Colarossi: There are likely two paths toward adoption. The first is for brands to recognize the value that adopting digital label technologies can bring to their businesses. Reducing waste, improving inventory visibility, creating post-sale connections with consumers, ensuring authenticity, enhancing the retail experience and establishing item level supply chain transparency all can be enabled through these technologies. The second is mandatory regulations. Pending legislation around the EU digital product passports, extended producer responsibility, and supply chain due diligence are all set to impact the industry.

But, we also need to remember that the technologies alone will not be sufficient. We also need to accelerate investments in collection and sortation infrastructure, and textile-to-textile recycling technologies like Circ, a company into which Avery Dennison has invested and continues to partner.

TW: How are the RFID tags attached to garments?

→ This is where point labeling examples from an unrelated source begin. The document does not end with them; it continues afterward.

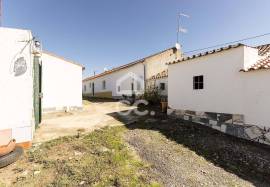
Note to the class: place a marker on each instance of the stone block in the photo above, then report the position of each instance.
(223, 128)
(253, 132)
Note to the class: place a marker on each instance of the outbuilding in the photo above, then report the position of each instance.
(61, 83)
(225, 89)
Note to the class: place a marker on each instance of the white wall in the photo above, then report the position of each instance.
(111, 80)
(226, 90)
(257, 97)
(222, 91)
(163, 80)
(61, 83)
(16, 92)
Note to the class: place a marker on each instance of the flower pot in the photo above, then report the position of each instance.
(5, 136)
(164, 106)
(6, 149)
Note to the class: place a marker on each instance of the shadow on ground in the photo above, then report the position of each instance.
(248, 160)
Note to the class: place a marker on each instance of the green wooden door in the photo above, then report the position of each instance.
(37, 90)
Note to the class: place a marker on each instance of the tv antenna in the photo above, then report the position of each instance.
(0, 13)
(179, 28)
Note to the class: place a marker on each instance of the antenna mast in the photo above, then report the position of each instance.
(0, 13)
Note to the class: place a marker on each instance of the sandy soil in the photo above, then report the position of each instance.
(178, 153)
(187, 154)
(93, 116)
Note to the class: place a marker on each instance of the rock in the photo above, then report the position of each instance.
(103, 149)
(82, 183)
(77, 153)
(25, 172)
(150, 120)
(36, 172)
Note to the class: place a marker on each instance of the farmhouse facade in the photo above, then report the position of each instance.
(134, 77)
(226, 89)
(31, 82)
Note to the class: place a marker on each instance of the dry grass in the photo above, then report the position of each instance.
(100, 158)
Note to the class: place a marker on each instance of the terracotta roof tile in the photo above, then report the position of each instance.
(260, 64)
(159, 75)
(263, 49)
(126, 65)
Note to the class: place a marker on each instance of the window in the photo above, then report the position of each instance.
(139, 86)
(198, 82)
(103, 85)
(162, 86)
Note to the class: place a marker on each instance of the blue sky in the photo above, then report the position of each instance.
(108, 33)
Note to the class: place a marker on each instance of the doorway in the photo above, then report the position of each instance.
(37, 100)
(93, 89)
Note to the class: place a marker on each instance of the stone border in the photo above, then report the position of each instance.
(61, 109)
(232, 124)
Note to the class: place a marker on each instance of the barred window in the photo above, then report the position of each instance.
(198, 82)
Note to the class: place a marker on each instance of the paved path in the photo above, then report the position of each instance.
(93, 116)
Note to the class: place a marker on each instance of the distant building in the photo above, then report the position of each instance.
(134, 77)
(226, 89)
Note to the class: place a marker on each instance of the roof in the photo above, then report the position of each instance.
(69, 61)
(263, 62)
(206, 53)
(160, 75)
(126, 65)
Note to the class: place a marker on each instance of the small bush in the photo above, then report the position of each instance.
(152, 95)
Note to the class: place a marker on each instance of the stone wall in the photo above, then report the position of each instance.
(232, 124)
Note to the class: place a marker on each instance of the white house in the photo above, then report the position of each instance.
(134, 77)
(26, 73)
(18, 93)
(61, 83)
(226, 89)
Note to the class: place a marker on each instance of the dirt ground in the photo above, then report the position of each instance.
(187, 154)
(93, 116)
(152, 150)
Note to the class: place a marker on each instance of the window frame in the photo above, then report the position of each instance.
(104, 84)
(163, 87)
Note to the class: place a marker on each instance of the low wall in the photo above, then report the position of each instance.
(232, 124)
(61, 109)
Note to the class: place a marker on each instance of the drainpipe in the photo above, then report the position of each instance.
(144, 77)
(37, 69)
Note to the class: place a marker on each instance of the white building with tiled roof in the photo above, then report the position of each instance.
(226, 89)
(134, 77)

Are there any downsides or issues that need to be addressed to ensure their longevity and efficacy as a tool for circularity?

Colarossi: Historically, RFID technologies have been integrated into branded hang tags or price tickets and attached to garments via fastener, or they have been integrated into fabric care and content labels and sewn into garments. More recently, Avery Dennison has innovated new technology that allows us to sew RFID directly into a garment. AD TexTrace™ is our solution portfolio of integrated RFID labels for Connected Textiles. They can be sewed in as visible brand labels or invisible inlays in the seam or overlock, meaning they remain in the product during its entire lifecycle.

To enable circularity, RFID technology needs to survive the life of a garment, including all of the wash cycles. And so, Avery Dennison continues to innovate technologies that enhance the durability of RFID inlays to ensure they are functional at a garment’s end of life.

TW: Are there regulation issues that need to be considered or that may impede the process?

Colarossi: I am not aware of any issues. I would actually argue that the current regulatory environment in Europe and the United States makes RFID even more critical.

TW: What intrigues you about RFID technology?

Colarossi: RFID technology adoption in the apparel industry was largely driven by inventory accuracy and visibility. But now that the technology is more widespread, we are starting to see the technology enable new use cases. From enabling self-check-out to enhancing brand protection and authenticity to enabling circularity, I’m excited to see these future use cases take flight.